My hospital recently resumed putting masks at the entrances and more widely available at nurse stations. As COVID-19 cases rise in the country, we have seen more admissions in the hospital, and some hospitals are starting to see in-hospital transmission. We are nowhere near the numbers we saw in 2020 or 2021, for sure, but it's still enough to make me glad I never stopped masking at work. I don't just do it to protect me - I do it to protect my patients, and the people I'll see outside of work.
I will not lie to you. Even I have become more lax with masking outside of work. I still wear an N95 from the moment I enter an airport, through the flight, and until I exit the airport at my destination (or maybe get to my hotel). But if you have hung out with me at an outdoor concert recently, or at a restaurant that's not too crowded, you may see my bearded smile. I still mask in indoor crowds, or if the outdoor concert crowd gets thicker. I finally caught a sale on carbon dioxide meters and bought one for myself, which can be a helpful indicator of the ventilation/exposure in an area to help make masking decisions.
Funnily enough, the week AFTER the public health emergency was declared over, the CDC decided that was a good time to finally talk about masking for the first time since the mandates went down, and to talk about the importance of improving ventilation. They waited until after the PHE so that no funding would need to be directed that way - "it's just a recommendation." These are still important, though, and will be key to suppressing COVID-19 spread going into the future. Masks are an individual measure, but ventilation and reducing crowding in work/school spaces is a systemic measure and funding is needed...if our government could see fit to invest in safety.
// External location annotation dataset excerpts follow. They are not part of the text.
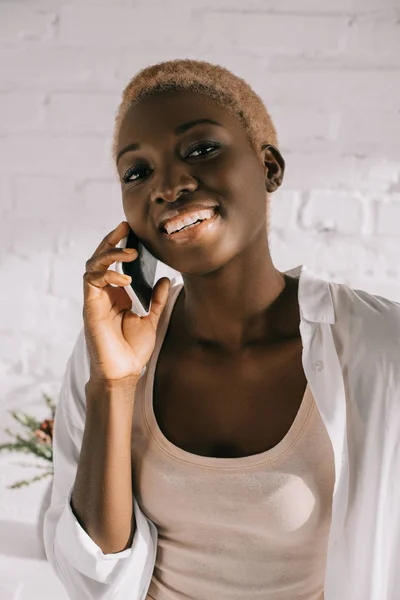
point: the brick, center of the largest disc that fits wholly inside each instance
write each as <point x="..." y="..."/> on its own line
<point x="275" y="34"/>
<point x="388" y="217"/>
<point x="374" y="38"/>
<point x="284" y="209"/>
<point x="360" y="131"/>
<point x="128" y="26"/>
<point x="332" y="88"/>
<point x="44" y="316"/>
<point x="56" y="155"/>
<point x="20" y="111"/>
<point x="25" y="237"/>
<point x="6" y="195"/>
<point x="82" y="112"/>
<point x="305" y="127"/>
<point x="61" y="68"/>
<point x="338" y="212"/>
<point x="342" y="6"/>
<point x="46" y="198"/>
<point x="332" y="171"/>
<point x="19" y="274"/>
<point x="66" y="277"/>
<point x="25" y="23"/>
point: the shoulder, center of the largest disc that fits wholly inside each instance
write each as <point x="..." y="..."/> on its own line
<point x="368" y="323"/>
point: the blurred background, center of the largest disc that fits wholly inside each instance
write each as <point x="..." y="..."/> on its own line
<point x="329" y="73"/>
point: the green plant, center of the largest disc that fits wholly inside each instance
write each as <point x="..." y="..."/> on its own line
<point x="38" y="441"/>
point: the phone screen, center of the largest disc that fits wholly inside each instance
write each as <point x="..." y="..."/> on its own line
<point x="142" y="270"/>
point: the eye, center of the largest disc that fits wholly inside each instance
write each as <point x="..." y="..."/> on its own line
<point x="133" y="174"/>
<point x="204" y="149"/>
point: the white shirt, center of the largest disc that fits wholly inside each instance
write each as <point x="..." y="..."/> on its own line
<point x="351" y="359"/>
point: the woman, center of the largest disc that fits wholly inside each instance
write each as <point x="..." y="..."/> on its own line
<point x="242" y="441"/>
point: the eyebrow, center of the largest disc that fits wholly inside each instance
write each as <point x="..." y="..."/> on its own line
<point x="179" y="130"/>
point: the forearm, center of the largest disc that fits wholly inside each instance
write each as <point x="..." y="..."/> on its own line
<point x="102" y="493"/>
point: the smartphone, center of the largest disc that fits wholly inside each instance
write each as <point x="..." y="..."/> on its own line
<point x="145" y="271"/>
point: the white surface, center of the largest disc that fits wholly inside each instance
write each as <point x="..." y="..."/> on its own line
<point x="329" y="73"/>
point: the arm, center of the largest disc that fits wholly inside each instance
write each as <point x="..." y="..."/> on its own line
<point x="85" y="570"/>
<point x="102" y="498"/>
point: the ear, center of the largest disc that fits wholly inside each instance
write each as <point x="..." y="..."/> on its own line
<point x="274" y="167"/>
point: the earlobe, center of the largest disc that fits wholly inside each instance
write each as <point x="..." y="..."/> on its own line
<point x="274" y="167"/>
Myth: I can't breathe in a mask. It makes my carbon dioxide level rise.
This is incorrect, and there are plenty of studies to show that. The studies that do claim to show this do not measure carbon dioxide in any kind of accurate way. Further, the CO2 molecule is significantly smaller than the virus SARS-CoV-2, and the droplets on which the virus is transported (which are blocked by masks). In 2020, before we knew as much about COVID-19, I ran six miles a day in a mask and I am not a pinnacle of athleticism by any means. You may feel anxious or that it is harder to breathe, but that can be overcome with practice and getting used to the mask.
Sure, Martin. I mean, a woman asked me what to do now that her husband had died in the next bed. Many of my colleagues and I held patients' hands as family said goodby to them over the phone. Those kids you mentioned - many of them were orphaned and many died. But sure...a partial face covering was most disturbing.